The Best Advice If You Want to Stop Procrastinating

procrastinating

When it comes to doing work I love, I’m all about it. I will blog until 2 a.m. and not even realize it. But when it’s time to tackle mild to moderately annoying tasks, I’ll put them off for as long as possible, then be completely frazzled as I try to get them all done at the last second. The kinds of tasks I’m talking about include:

  • Going to the DMV
  • Going to the dentist
  • Calling my doctor to get a prescription refilled so I don’t get migraines (kind of important)
  • Getting an oil change
  • Closing a bank account since I opened a new one with a different bank

It’s stuff that’s necessary but not exactly rewarding, so you don’t feel inclined to take time out of your day to do it. Instead, if you’re like me, you let these items pile up on your “To Do” list until you can’t stand it for one more second.

My mom, on the other hand, is one of the most efficient people I know. She’s a very task-oriented person, so my “Eh, I’ll deal with it tomorrow” approach drives her insane. When she visited me in Charlotte recently, she offered me some simple but highly useful advice to help me stop being such a grand supreme procrastinator. She explained that when she has annoying tasks that have to get done, she either takes a day and checks them all off her list OR she does one per day until they’re done.

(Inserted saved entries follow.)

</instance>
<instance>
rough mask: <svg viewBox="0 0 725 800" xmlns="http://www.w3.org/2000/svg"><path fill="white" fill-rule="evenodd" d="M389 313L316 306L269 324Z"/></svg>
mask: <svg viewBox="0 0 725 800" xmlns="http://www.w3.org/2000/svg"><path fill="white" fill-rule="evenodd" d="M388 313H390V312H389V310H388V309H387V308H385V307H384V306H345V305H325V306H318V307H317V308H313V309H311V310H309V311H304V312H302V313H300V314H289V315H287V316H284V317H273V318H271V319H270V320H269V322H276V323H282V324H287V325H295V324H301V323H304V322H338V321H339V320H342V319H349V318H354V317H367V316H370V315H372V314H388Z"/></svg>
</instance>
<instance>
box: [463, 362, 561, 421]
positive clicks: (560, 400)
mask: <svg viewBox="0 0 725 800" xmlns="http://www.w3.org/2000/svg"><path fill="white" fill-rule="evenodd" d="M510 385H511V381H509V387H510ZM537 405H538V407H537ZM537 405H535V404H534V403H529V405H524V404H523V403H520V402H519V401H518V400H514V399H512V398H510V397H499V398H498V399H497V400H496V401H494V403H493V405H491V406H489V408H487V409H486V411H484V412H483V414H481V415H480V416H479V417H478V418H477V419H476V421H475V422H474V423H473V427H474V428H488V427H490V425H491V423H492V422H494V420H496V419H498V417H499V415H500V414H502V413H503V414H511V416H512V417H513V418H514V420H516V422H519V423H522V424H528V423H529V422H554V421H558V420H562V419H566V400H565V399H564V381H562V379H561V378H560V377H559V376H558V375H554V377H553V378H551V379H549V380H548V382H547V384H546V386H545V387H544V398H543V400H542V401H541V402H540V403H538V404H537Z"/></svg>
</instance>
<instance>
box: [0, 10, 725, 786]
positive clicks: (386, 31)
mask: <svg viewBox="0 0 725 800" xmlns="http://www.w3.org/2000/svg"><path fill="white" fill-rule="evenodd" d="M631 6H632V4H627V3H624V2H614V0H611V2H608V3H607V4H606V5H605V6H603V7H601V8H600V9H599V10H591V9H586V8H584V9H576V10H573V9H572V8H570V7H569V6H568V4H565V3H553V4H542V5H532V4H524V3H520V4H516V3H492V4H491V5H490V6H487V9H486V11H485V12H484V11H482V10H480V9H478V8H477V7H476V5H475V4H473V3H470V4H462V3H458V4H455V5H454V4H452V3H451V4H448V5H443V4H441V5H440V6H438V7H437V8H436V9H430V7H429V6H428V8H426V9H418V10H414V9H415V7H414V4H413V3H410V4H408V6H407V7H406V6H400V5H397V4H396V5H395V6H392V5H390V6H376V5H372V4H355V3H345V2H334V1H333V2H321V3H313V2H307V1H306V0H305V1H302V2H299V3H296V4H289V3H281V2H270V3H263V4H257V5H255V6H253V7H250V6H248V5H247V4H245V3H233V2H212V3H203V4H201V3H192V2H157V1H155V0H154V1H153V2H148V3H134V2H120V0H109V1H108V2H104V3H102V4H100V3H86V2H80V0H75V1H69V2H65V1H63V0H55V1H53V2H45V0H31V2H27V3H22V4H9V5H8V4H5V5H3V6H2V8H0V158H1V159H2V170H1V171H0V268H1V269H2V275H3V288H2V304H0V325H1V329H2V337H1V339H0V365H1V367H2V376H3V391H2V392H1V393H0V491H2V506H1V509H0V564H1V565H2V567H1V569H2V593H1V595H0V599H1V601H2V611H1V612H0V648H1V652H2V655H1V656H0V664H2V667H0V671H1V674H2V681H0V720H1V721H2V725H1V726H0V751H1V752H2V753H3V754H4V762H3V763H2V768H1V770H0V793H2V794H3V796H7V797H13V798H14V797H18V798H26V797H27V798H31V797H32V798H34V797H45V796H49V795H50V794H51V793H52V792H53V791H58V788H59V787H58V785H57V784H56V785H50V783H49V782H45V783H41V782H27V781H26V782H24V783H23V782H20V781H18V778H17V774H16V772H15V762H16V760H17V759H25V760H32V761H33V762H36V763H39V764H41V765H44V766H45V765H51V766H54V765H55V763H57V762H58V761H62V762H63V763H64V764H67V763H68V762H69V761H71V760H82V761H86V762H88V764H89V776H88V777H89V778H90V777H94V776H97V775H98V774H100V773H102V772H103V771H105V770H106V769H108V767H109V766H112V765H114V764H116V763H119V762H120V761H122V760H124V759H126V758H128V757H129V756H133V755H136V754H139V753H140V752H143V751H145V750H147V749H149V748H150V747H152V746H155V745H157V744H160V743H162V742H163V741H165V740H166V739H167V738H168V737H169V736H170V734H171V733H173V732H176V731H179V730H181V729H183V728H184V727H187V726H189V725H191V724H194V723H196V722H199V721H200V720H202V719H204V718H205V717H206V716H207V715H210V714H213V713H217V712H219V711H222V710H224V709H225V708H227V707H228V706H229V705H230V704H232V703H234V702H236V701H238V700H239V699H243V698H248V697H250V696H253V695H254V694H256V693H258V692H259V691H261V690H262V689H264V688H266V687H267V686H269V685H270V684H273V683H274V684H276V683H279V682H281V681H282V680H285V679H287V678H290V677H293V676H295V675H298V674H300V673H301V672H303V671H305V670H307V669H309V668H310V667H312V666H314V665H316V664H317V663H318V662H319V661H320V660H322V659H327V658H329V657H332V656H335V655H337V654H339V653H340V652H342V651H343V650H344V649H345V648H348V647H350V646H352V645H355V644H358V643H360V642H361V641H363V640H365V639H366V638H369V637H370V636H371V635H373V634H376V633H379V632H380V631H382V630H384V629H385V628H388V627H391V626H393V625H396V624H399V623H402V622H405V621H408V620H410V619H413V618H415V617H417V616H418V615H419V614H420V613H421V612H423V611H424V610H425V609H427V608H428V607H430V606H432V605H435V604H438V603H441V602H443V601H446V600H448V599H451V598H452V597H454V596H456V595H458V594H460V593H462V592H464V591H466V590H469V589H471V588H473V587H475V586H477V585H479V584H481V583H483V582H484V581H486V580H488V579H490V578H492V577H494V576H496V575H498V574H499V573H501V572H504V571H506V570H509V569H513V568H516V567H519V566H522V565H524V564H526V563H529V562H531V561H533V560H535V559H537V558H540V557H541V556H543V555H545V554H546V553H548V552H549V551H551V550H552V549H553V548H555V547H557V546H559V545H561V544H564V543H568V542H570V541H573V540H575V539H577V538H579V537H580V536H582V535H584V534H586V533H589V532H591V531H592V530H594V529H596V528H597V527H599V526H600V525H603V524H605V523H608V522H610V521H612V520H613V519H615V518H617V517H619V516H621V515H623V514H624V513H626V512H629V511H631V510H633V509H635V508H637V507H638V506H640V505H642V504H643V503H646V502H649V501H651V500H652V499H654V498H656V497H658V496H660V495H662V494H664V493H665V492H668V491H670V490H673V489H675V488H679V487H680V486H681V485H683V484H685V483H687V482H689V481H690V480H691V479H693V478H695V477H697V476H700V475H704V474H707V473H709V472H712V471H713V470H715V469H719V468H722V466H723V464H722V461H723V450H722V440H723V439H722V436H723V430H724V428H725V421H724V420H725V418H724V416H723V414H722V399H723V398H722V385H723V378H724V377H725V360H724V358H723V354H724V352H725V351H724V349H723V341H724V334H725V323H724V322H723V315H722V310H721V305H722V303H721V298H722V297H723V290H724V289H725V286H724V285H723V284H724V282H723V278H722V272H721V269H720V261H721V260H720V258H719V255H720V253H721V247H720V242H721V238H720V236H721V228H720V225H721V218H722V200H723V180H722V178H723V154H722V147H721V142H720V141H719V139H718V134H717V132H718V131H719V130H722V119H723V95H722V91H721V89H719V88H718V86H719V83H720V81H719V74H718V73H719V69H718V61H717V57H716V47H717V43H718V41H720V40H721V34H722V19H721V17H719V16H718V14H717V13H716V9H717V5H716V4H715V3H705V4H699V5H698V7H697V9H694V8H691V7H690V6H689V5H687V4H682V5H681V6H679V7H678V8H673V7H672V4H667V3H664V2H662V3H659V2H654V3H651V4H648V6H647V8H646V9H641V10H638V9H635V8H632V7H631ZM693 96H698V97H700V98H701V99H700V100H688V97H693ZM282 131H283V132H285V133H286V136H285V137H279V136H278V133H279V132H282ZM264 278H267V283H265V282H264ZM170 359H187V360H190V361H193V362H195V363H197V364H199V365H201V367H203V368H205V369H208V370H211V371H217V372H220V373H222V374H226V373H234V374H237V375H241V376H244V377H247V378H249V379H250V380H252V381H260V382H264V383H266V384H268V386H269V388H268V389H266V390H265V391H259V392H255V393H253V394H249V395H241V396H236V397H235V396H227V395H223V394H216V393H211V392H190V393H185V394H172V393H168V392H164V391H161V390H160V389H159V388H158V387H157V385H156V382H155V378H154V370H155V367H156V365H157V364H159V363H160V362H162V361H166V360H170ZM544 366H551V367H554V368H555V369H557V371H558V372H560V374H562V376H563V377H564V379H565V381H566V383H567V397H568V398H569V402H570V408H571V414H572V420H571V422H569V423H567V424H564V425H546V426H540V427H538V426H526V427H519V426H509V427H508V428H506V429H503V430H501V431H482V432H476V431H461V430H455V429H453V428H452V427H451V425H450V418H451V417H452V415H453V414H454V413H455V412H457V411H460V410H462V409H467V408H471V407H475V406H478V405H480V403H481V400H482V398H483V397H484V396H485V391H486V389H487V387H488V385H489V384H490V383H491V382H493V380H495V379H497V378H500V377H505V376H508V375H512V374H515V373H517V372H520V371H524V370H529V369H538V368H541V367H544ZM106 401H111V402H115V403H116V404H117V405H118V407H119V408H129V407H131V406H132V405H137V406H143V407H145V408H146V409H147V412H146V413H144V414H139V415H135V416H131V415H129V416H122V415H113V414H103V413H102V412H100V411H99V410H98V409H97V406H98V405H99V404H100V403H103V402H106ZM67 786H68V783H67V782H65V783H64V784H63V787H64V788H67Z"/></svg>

So let’s say you have to get an oil change, go to the DMV to get a new license, and go to the dentist. Three tasks that won’t take a ton of time, but still require you to block out a portion of your day to do them. My old approach would be to put off all of these items, hoping that eventually they magically handle themselves. Then I end up with cavities/an expired license/ a car that doesn’t work. No bueno. Instead, my mom would suggest hitting the DMV on Monday, going to the dentist on Tuesday because that’s when they can fit me in, and then on Wednesday getting an oil change. Or I could take a personal day, do it all on Tuesday, and never have to think about any of it again.

When you approach these annoying but necessary evils in a carefully planned way, you can pick a calmer week at work during which you’ll do these tasks. When you’re cramming them in at the last minute, you may have no choice but to fit them in when you also have a major presentation or deadline to worry about. It’s a much more relaxed (and mature) way to approach a “To Do” list, right? Moms always know best.